I made those confidences also for another reason, namely, to introduce the habit of mutual confidence between us, and make her tell me what was going on in her mind at the same time. But I could not manage it. I tried to ask, but the words seemed to come from her with such difficulty, there was such evident constraint and uneasiness, that I left off asking. To be quite open with me, she would have to reveal all she felt for me and what was her relation to her husband. I wanted her to come to that; but her modesty and her loyalty for the absent husband would not permit her to speak.
I understood all perfectly, but I could not help feeling very sore, and my pessimism says: “It is you who pay the score; you give everything, without getting anything in return; you are deceived in thinking her soul belongs to you; even that soul remains a blank to you; then what do you possess?”
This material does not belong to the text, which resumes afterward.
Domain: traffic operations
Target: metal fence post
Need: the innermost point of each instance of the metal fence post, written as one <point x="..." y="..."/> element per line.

I admit the truthfulness of the utterance, but still I count upon the future.
17 August.
I am often reminded of the poet Mickiewicz’s words, “Alas! it was only a half-salvation!” But even if I did not see in that half-salvation all that is wanting, I could not arrive at perfect peace. This would be achieved only by not desiring anything more, in other words by ceasing to love. There come upon me, more and more, moments of despondency when I say to myself that this is only another enchanted circle. I found some relief from torments I could bear no longer, that is true; but relief is not the same as the removal of the pain. When the famished Arab sucks pebbles instead of drinking water, he does not satisfy his thirst; he only deceives it. Query: Do I deceive my self? There are again two persons within me: the spectator and the actor; and the one criticises and mocks the other. The sceptic Ploszowski, the Ploszowski who has no settled and unshakable belief in the existence of a soul, in love with a soul, appears simply ridiculous to that critical number two. What is, after all, my relation with Aniela? Sometimes I see in it merely the product of a diseased imagination. I am now indeed like the bird that drags one wing on the earth. I have doomed to paralysis one half of my being, live only half a life, and love with half a love. It is a vain enterprise. To separate desire from love is as impossible as to separate thought from existence. Even religious feelings, the most ideal of all feelings, manifest themselves by words, by songs, by kneeling, and kissing of sacred objects; and I would deprive the love for a woman of all embodiment, sever all connection with the earth, and make it live upon earth in a transmundane shape! Love is a natural tendency and desire. What did I take away from it? The tendency and the desire. I might as well have gone to Aniela, and said to her, “Since I love you above everything, I pledge myself to love you no longer.”
There is some terrible mistake in this. I had truly lost my way in the desert; no wonder that I saw a Fata Morgana.